You can do this by incorporating new words into everyday conversations. They’ll learn by hearing you use new and interesting words. Ask them if they know the meaning of a word you just used. If they don’t, define the word and give them examples, “Lions are ferocious. Do you know what ferocious means? Scary and really mean.” Read to them and pause to define words that are unfamiliar to them. Have them read as often as possible. The more children read, the more words they’ll encounter, and the more meanings they’ll learn.

Activity: In just a few minutes, your child can learn animal names and fun facts, all while expanding his vocabulary.

  • Watch our Learn to Read video with your child (click on the video below).
  • Print out our activity worksheets by clicking on this link: Pets Activity. You can print the pages in full color or black and white.
  • Read the instructions and help your child complete the activities.

  • At the end of this activity your child’s vocabulary will have increased, and he’ll be one step closer to becoming a great reader.

    Monday, February 1, 2010

    Sunday's Story Surprise

    As a parent, you want only the best for your children, and in this mom’s opinion, reading to your children is one of the most important things you can do from an early age. It’s right up there with keeping them safe from harm and providing for their basic needs such as food and water, clothing and shelter. Since they were infants, I have tried to read to my kids (ages 2 and 3) as often as I can. And they both love books, whether its looking at the pictures, chewing on the corners, or the time spent sitting on mom’s lap and enjoying a good story.
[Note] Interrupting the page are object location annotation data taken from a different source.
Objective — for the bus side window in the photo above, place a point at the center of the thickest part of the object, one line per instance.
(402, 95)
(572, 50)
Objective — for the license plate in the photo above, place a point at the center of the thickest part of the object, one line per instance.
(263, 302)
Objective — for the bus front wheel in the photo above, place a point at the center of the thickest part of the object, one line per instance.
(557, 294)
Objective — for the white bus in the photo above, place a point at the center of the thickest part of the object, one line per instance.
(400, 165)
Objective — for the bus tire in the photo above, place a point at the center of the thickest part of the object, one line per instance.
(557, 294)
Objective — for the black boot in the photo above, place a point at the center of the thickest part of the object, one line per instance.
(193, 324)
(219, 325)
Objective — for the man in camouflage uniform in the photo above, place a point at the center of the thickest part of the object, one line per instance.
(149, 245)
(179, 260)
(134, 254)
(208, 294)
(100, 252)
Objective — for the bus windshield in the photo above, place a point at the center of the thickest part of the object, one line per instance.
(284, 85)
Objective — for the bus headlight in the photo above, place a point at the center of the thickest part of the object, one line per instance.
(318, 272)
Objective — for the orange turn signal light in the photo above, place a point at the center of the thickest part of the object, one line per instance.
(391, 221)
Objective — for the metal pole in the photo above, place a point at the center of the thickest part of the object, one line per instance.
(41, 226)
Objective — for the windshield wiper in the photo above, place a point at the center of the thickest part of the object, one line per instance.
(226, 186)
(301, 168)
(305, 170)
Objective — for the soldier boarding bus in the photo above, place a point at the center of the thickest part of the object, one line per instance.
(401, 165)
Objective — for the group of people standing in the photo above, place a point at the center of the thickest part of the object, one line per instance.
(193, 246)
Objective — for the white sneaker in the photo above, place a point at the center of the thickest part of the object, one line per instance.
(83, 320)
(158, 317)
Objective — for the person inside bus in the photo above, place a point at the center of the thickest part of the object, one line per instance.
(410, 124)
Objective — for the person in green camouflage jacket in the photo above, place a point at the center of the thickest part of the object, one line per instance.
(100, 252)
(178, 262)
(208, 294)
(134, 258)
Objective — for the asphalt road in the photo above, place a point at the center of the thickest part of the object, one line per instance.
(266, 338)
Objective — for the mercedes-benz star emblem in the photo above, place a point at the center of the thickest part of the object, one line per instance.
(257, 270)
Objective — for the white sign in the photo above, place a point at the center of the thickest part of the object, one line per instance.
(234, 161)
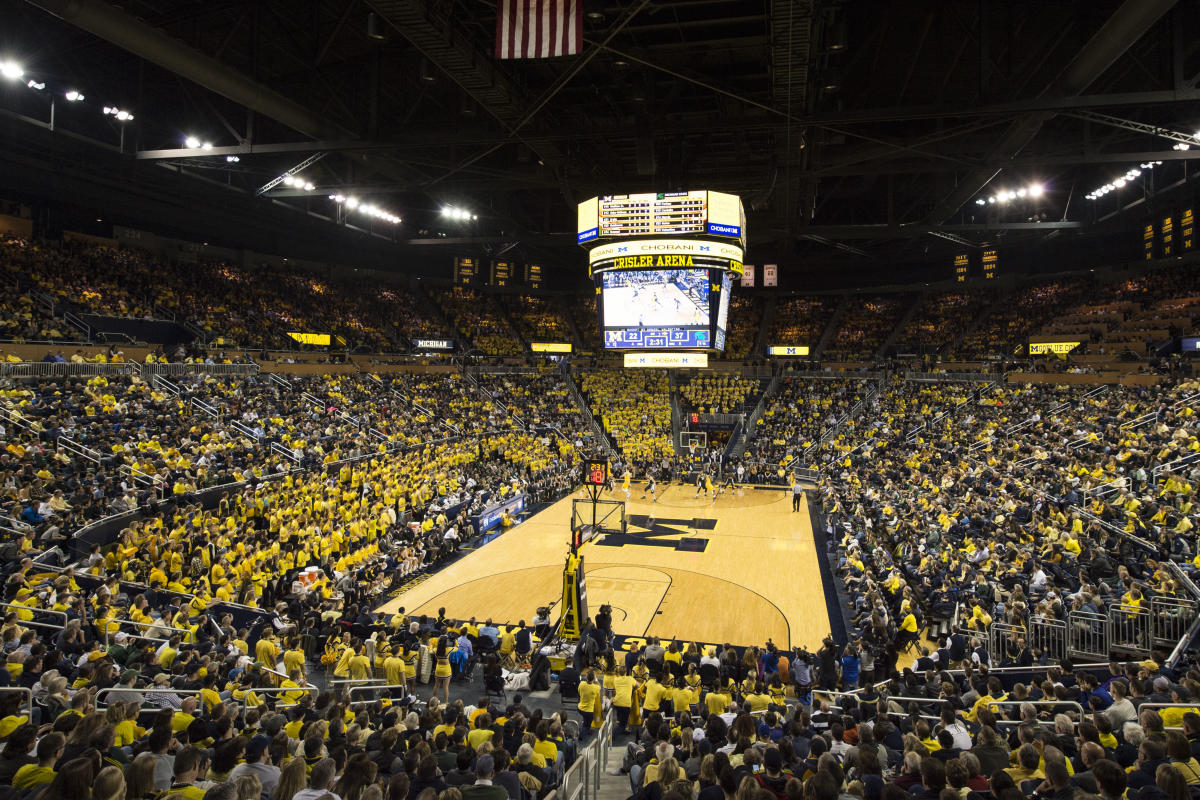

It’s always a rewarding experience for me as a mom, but this weekend I was treated to an even bigger reward.

    After breakfast on Sunday, I was in the usual tug-of-war with my 3 year old son over watching
    television, and I suggested that maybe instead of watching “Cars” for the hundredth time perhaps he could select one of his favorite books and we could read together. He reluctantly agreed and went to the book shelf. He came back with “Do Plants Eat Meat?” As we began to read, I took the usual approach of reading the text aloud and pointing to the pictures on the page as he identified the objects in the pictures and asked a ton of questions, many over and over again.

    My son has a huge vocabulary and has long been good at identifying pictures in the books that we read together. This time it was different though. He began to point to the words on the page and ask, “Mommy, what is this word?” and, “What does this word say?” I was shocked and surprised. It was as if something in him just clicked and he now understood that the words on the page had meaning and weren’t just a jumble of letters. Then, he pointed to the word plant (next to a picture of a plant) and said, “Mommy, does this word say plant?” I was totally excited and I said, “Yes, honey, you’re absolutely right! That does say plant!” In that moment, I was filled with so much pride and joy at what I had just witnessed.
    The rewards for reading to your children are many—the bonding experience, helping them to develop a lifelong love of reading and learning, putting them on the path to future success—but on this Sunday, the reward for me was much smaller, and it was all I needed to keep it going!

    *Do Plants Eat Meat? is part of the ASK ME series from The Southwestern Company.